First of all, congratulations to the Pittsburgh Steelers! That was an amazing finish to a Super Bowl game. Unfortunately, the commercials weren’t all that this year.
It has been an interesting few days at work. There has been a major restructuring at work which required the sacrifice of seven co-workers of various levels and experience. Thankfully, my section was not affected. If anything, I came out of the restructuring better off because I was given additional responsibilities and a new manager who personally guaranteed that he would oversee my development.
Unfortunately, my company has implemented a salary freeze for the remainder of the calendar year. When I received my salary confirmation highlighting the lack of change, I realized that I make less than 25 percent of those holding a similar position throughout the country. In fact, the average pricing manager makes almost $25K more than I do. So, while I am happy about the fact that I am finally being given a chance to prove myself and test my abilities, I’m upset because I feel that they are essentially using me or taking advantage of me. Additional responsibility without the pay but during a period of salary freezes. Do I complain, fight it, or sit tight and bring it up next year?
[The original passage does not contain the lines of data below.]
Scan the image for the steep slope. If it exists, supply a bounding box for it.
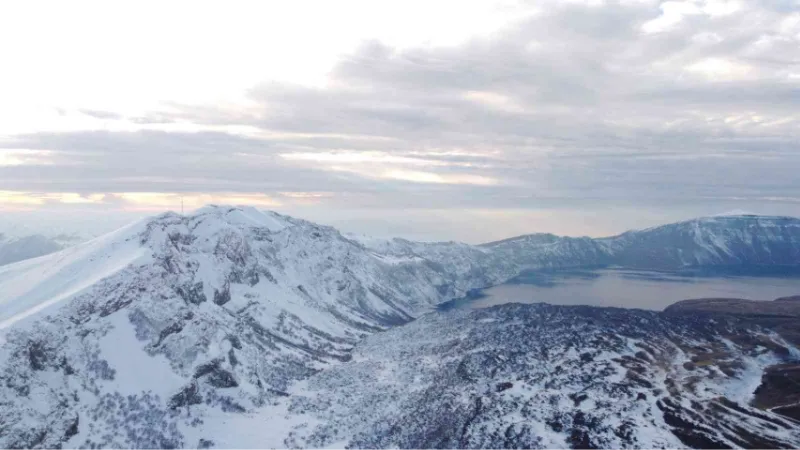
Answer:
[482,215,800,272]
[0,206,797,448]
[278,304,800,449]
[0,233,64,266]
[607,216,800,269]
[0,207,507,448]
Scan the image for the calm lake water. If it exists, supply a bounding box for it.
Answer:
[441,269,800,310]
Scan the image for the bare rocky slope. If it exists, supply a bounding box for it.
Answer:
[0,206,800,449]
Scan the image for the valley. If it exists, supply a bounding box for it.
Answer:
[0,206,800,449]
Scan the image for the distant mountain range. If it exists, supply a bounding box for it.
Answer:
[0,206,800,448]
[483,215,800,270]
[0,234,64,266]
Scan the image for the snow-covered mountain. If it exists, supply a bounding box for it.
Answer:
[0,233,65,266]
[0,206,800,448]
[483,215,800,270]
[276,304,800,449]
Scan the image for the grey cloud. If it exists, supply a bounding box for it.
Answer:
[0,1,800,241]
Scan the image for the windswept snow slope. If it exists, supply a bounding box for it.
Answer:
[0,206,800,448]
[0,223,149,330]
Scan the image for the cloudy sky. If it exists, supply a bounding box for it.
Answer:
[0,0,800,242]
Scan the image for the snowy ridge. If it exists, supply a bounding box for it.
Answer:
[0,206,800,448]
[0,233,66,266]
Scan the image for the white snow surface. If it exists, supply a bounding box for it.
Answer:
[0,222,149,330]
[0,206,800,448]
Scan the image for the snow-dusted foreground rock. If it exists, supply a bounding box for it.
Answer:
[0,207,800,449]
[276,304,800,449]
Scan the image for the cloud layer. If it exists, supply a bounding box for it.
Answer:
[0,0,800,240]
I also spoke with my behavior coach, part of the 360-degree feedback process. She seemed concerned that one or two people felt that I came across rudely to them. I diplomatically tried to explain the people involved or the situations where this tendency may occur (because I was sitting in a cubicle surrounded by two other coworkers). As I was talking with her, I realized that it’s taken me 32 years to be able to speak up and stand up for myself. Maybe I could be more tactful of how I say it, but at the same time, I like who I am. I find it difficult to be able to take one or two comments seriously when the remainder of the feedback was very positive.
I think my deep thoughts here are brought about by a lack of sleep. My children have had a reoccurring cough for the past few weeks, and they have both invariably coughed on me. I hate the feeling you get when you know you are getting sick but don’t have the full-blown symptoms yet. I’m not sleeping well and can’t seem to focus on anything – including my beloved reading. Maybe we’ll get so much snow tonight that they will declare a snow emergency, and I’ll get a day off to rest tomorrow!